Overview
Relationships are the connective tissue of Segflow’s strategic system. They define how bets (initiatives) and metrics (outcomes) influence each other — forming the structural backbone for how strategy is analysed, visualised, and reasoned about.
Every Flow Board is built on these relationships. They turn isolated data points into a system of cause and effect, enabling teams to move from observation to understanding — and from intuition to structured reasoning.
Relationships are what make the Strategy Graph intelligent — they transform static plans and metrics into a dynamic, analysable network.
Why Relationships Matter
Without relationships, bets and metrics exist as disconnected artifacts. You can see what is happening, but not why.
By defining relationships, you:
- Connect effort to impact
- Understand dependencies across initiatives
- Reveal feedback loops that create compounding growth
- Provide the foundation for all strategic analyses
- Preserve coherence between distributed boards
Relationships make the invisible visible — describing how strategy actually works beneath the surface.
Types of Relationships
Relationships describe directional influence between entities. Each has a source, a target, and a type that defines the nature of influence.
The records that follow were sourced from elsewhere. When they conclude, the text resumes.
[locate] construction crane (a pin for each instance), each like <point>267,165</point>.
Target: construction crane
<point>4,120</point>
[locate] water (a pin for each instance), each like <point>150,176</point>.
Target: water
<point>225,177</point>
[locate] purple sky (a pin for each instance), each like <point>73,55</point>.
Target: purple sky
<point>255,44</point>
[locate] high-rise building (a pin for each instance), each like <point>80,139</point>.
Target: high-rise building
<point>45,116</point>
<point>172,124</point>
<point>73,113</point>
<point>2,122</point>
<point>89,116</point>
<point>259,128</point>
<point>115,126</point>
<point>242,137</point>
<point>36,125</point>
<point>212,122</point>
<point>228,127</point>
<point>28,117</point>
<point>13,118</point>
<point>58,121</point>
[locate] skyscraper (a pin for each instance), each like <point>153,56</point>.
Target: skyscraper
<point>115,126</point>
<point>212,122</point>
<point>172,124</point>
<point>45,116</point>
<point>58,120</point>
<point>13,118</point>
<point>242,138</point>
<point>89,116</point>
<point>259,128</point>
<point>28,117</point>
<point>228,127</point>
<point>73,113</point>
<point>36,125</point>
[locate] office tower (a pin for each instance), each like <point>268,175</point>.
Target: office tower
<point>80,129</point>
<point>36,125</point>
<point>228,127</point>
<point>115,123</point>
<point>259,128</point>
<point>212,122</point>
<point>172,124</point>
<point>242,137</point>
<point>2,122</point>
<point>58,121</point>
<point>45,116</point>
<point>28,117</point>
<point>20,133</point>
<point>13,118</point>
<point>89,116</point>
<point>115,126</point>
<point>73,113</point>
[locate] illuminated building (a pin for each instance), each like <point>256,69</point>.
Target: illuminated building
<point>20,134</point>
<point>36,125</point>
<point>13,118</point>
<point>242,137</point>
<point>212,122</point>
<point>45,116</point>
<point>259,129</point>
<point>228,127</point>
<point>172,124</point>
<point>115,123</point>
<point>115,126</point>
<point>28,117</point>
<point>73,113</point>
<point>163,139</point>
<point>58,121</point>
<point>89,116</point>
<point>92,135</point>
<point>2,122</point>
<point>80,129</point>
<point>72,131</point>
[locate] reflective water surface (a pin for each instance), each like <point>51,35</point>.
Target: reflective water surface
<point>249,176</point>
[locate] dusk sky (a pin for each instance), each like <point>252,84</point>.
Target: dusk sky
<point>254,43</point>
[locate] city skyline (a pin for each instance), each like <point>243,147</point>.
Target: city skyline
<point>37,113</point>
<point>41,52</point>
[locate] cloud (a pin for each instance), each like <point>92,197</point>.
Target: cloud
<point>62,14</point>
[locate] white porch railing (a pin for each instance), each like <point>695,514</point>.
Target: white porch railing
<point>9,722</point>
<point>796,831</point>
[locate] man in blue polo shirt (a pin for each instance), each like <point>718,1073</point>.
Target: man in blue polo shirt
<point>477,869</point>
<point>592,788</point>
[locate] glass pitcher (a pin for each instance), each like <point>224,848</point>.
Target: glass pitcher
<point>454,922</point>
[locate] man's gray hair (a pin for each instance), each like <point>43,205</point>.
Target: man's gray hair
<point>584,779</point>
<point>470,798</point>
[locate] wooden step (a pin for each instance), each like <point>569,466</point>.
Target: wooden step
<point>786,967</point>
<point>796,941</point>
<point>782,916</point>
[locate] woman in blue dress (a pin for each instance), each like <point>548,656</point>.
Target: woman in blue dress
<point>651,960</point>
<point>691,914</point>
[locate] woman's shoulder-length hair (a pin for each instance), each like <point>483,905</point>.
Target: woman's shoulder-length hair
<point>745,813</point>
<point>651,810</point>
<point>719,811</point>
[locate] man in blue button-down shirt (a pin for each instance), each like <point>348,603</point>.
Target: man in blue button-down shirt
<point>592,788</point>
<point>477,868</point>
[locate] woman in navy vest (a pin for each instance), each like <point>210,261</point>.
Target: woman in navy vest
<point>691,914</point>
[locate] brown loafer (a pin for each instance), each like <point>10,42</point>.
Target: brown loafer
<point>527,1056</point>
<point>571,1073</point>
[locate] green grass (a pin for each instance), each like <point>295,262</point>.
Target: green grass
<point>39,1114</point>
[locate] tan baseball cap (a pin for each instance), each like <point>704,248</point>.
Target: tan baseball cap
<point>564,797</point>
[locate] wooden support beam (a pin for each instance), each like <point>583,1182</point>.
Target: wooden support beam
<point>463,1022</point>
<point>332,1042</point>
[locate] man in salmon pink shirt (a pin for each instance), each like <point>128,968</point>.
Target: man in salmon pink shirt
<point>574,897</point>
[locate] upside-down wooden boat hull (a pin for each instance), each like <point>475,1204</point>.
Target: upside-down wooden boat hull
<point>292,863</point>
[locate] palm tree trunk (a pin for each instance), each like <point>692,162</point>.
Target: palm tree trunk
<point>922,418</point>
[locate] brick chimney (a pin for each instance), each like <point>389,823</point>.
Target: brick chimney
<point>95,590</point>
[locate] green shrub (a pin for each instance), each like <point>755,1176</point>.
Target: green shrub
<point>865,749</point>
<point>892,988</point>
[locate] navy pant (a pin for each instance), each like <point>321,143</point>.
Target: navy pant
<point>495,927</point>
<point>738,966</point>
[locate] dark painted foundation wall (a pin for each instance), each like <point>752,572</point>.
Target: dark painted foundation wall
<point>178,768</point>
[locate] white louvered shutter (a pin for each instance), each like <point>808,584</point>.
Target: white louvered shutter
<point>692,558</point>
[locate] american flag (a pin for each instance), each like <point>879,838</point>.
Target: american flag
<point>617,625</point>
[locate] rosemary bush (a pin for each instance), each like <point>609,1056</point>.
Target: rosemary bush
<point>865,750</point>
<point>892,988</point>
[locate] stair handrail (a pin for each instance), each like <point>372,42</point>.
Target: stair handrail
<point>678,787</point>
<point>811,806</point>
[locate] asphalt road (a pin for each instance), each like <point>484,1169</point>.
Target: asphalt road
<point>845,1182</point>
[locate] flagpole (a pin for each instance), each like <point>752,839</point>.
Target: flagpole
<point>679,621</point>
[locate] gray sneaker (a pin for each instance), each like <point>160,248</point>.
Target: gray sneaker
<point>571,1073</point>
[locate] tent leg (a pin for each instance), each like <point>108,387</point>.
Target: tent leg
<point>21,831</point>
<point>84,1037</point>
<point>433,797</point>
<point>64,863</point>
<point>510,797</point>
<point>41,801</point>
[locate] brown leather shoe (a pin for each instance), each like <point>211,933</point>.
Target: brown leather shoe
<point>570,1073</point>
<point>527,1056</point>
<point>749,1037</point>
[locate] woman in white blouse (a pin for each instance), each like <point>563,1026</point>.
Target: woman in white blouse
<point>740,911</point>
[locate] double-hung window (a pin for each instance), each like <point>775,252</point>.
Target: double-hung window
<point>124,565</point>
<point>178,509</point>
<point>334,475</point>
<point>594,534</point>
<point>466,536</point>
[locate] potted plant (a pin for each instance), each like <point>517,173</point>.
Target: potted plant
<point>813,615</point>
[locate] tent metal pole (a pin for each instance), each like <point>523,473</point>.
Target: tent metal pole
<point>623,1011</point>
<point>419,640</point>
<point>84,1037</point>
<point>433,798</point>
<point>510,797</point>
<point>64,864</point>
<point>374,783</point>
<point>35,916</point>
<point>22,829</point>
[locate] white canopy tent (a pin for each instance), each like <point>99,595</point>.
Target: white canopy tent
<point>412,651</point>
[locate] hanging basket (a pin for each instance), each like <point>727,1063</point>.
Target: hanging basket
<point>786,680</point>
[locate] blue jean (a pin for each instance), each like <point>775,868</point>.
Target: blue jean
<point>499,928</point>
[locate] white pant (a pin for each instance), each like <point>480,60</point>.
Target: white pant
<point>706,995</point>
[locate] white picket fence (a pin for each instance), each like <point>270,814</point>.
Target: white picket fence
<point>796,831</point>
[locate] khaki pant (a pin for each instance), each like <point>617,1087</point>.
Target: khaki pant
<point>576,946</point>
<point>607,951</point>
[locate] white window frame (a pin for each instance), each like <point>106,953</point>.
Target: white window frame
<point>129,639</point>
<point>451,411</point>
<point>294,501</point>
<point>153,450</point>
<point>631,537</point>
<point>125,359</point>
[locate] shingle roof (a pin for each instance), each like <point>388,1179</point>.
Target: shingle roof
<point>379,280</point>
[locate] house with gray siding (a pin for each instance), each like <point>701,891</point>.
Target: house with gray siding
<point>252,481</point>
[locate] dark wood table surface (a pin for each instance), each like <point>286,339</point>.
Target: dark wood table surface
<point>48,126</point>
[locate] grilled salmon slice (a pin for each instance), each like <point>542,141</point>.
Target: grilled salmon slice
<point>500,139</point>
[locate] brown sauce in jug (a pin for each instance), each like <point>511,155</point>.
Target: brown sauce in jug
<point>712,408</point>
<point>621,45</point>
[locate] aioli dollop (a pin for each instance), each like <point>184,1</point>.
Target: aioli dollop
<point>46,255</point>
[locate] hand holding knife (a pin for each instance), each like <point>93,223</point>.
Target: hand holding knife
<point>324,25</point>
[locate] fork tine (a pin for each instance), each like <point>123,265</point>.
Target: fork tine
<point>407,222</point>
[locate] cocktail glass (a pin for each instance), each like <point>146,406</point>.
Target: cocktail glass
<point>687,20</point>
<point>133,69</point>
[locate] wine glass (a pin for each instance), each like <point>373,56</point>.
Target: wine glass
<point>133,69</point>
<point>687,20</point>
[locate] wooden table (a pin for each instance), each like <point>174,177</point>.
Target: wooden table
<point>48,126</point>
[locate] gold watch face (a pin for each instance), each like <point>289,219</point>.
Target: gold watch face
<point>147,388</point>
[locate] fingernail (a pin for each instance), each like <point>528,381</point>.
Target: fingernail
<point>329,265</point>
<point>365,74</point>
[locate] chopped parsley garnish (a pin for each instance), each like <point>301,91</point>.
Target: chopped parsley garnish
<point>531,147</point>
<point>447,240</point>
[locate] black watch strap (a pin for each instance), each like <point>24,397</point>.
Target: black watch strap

| Type | Description | Example |
|---|---|---|
| Bet → Metric | A bet contributes to or affects a metric. | “Improve onboarding increases signup conversion.” |
| Metric → Metric | One metric influences another — basis for causal and driver analyses. | “Activation rate drives retention rate.” |
| Bet → Bet | One initiative enables or depends on another. | “Infrastructure upgrade enables mobile relaunch.” |
| Metric → Bet | A metric constrains or enables progress on an initiative. | “API uptime enables performance improvements.” |
Relationship Attributes
Each relationship type carries specific analytical attributes, determined by the kinds of entities it connects. Segflow automatically adjusts what metadata and analyses apply based on whether you’re connecting bets, metrics, or both.
1. Bet → Metric
Describes how an initiative (Bet) is expected to influence an outcome (Metric). Used in Bet Impact Analysis and Growth Loop Analysis.
Attributes
- Impact Direction:
positive,negative,neutral - Confidence Level:
low,medium,high - Reach: estimated proportion of users or systems affected
- Lag: expected delay between cause and effect
- Relationship Type:
contributes_to,drives,enables,blocks,depends_on
2. Metric → Metric
Describes correlative relationships between outcomes. Used in Driver Analysis and Growth Loop Analysis.
For metric-to-metric links, the Pearson correlation helps Segflow measure analytical confidence — distinguishing perceived influence from actual data correlation.
3. Bet → Bet
Describes dependencies or sequencing between initiatives. Used for roadmap coherence, cross-team coordination, and dependency mapping.
Attributes
- Type:
depends on,blocks,enables,affects,leads to,correlates with,aligns with,contributes to,maps to,part of,produces,consumes,mitigates,duplicates - Confidence: optional — qualitative (based on delivery risk)
- Lag: optional — may represent project sequencing
How Relationships Power the System
1. Analytical Foundation
Relationships define the logic for all Strategic Analyses — powering calculations of impact strength, correlation, and systemic influence.
2. Cross-Board Integration
A bet or metric can appear in multiple Flow Boards. Segflow unifies its relationships across contexts to provide a 360° view of its system role.
3. Strategy Graph
All relationships form the Strategy Graph — a living, organisation-wide map of causes, effects, and dependencies that Segflow uses to detect conflicts, overlaps, and leverage points.
Relationship Management
When viewing any bet or metric, you can inspect all its relationships across all boards.
This view helps teams:
- Understand an initiative’s system context
- Identify which metrics or bets it touches across teams
- Spot dependency risks early
- Trace how one change cascades through related metrics
All relationships are two-way visible — if a bet connects to a metric, that same link is visible when viewing the metric. This ensures transparency and coherence.
Avoiding Conflicts Between Boards
As organisations scale, multiple teams may work with overlapping metrics or initiatives. Without unified relationships, this leads to fragmentation.
Segflow prevents this by:
- Recognising duplicate entities across boards
- Unifying relationships into a single source of truth
- Highlighting divergent assumptions
- Providing visibility into dependencies across teams
Best Practices
- Be explicit about intent. Define if the relationship is causal, enabling, or blocking.
- Use confidence and lag. These make analyses statistically meaningful.
- Review quarterly. Validate assumptions as data evolves.
- Avoid redundancy. Each relationship should represent a distinct influence.
- Encourage shared context. If multiple teams affect the same metric, align on relationship structure.
Summary
Relationships between bets and metrics form the foundation of Segflow’s strategic intelligence. They link effort to impact and describe how your strategy behaves as a system.
By mapping these relationships — within and across Flow Boards — Segflow constructs a Strategy Graph that powers every analysis, quantifies influence, and keeps your organisation’s strategy coherent, measurable, and alive.